I never imagined that I would ever review a non-critical work with MTV anywhere on the cover, much less something six years old and both widely reviewed and officially recognized. But, after a vague and passing reference in some essay, I put the graphic novel of Pedro and Me by Judd Winick on my library reserve list. After it arrived, I was surprised twice: first, to find “of MTV’s The Real World” and a still from the show on the cover, then again when I finally read it.

Pedro and Me is the story of the friendship between Winick, a cartoonist, and Pedro Zamora, an HIV-positive AIDS educator, during filming of The Real World: San Francisco. I haven’t been any kind of regular MTV since my teen crush Martha Quinn left, and have passing impressions at best about the show. None of the impressions are particularly positive.

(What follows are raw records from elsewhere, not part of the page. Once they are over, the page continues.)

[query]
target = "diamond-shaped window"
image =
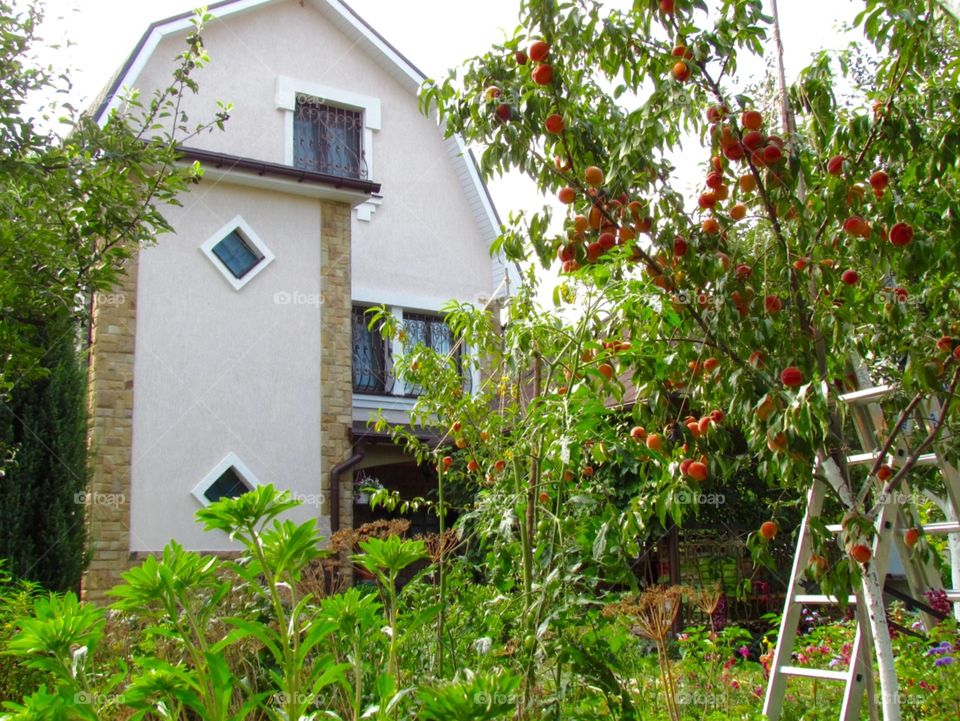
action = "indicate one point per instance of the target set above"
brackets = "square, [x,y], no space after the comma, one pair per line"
[237,252]
[230,478]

Yet this novel moved me, nearly to tears (and would have succeeded were I reading it alone in a room, I’m sure). People I cared absolutely nothing about when they were on television drew me entirely into their world when rendered in pen and ink, and in the end I felt enriched for the experience.

I’m a cynical bastard, so these are epic feats.

Pedro and Me succeeds because it tells a story of friendship and loss without any affectation; never does it seem to be trying to do or be anything more than it is. There isn’t an ounce of pretention. Winick’s simple drawing style is matched with a keen sense of visual narrative; sequences and images carry incredible weight without ever being caught trying. In every way (with the exception of one character that looked too much like Bill Cosby for comfort), the art enriches the story being told, never grandstanding the simple honesty of Winick’s story.

Neither does Winick ever upstage the real focus of the work, which is his love and respect for Zamora, whose friendship and eventual loss to complications from AIDS changed the course of Winick’s life. As the narrative voice, it would have been easy, yet Winick brings the same simplicity of style to his prose as he displays in his artwork.

The most surprising effect of this novel for me was the way it humanizes the people of reality television. I find it easy to dismiss participants in reality programming based solely on my extreme distaste for the genre, and yet here is Minick making me care about him, the wife he met on the show, and his friend Pedro.

I had never cared about anyone that participated in a reality show, much less one on MTV, and that Pedro and Me had the power to do so is enough for me to recommend the experience to anyone, maybe especially if you hate reality MTV as much I do.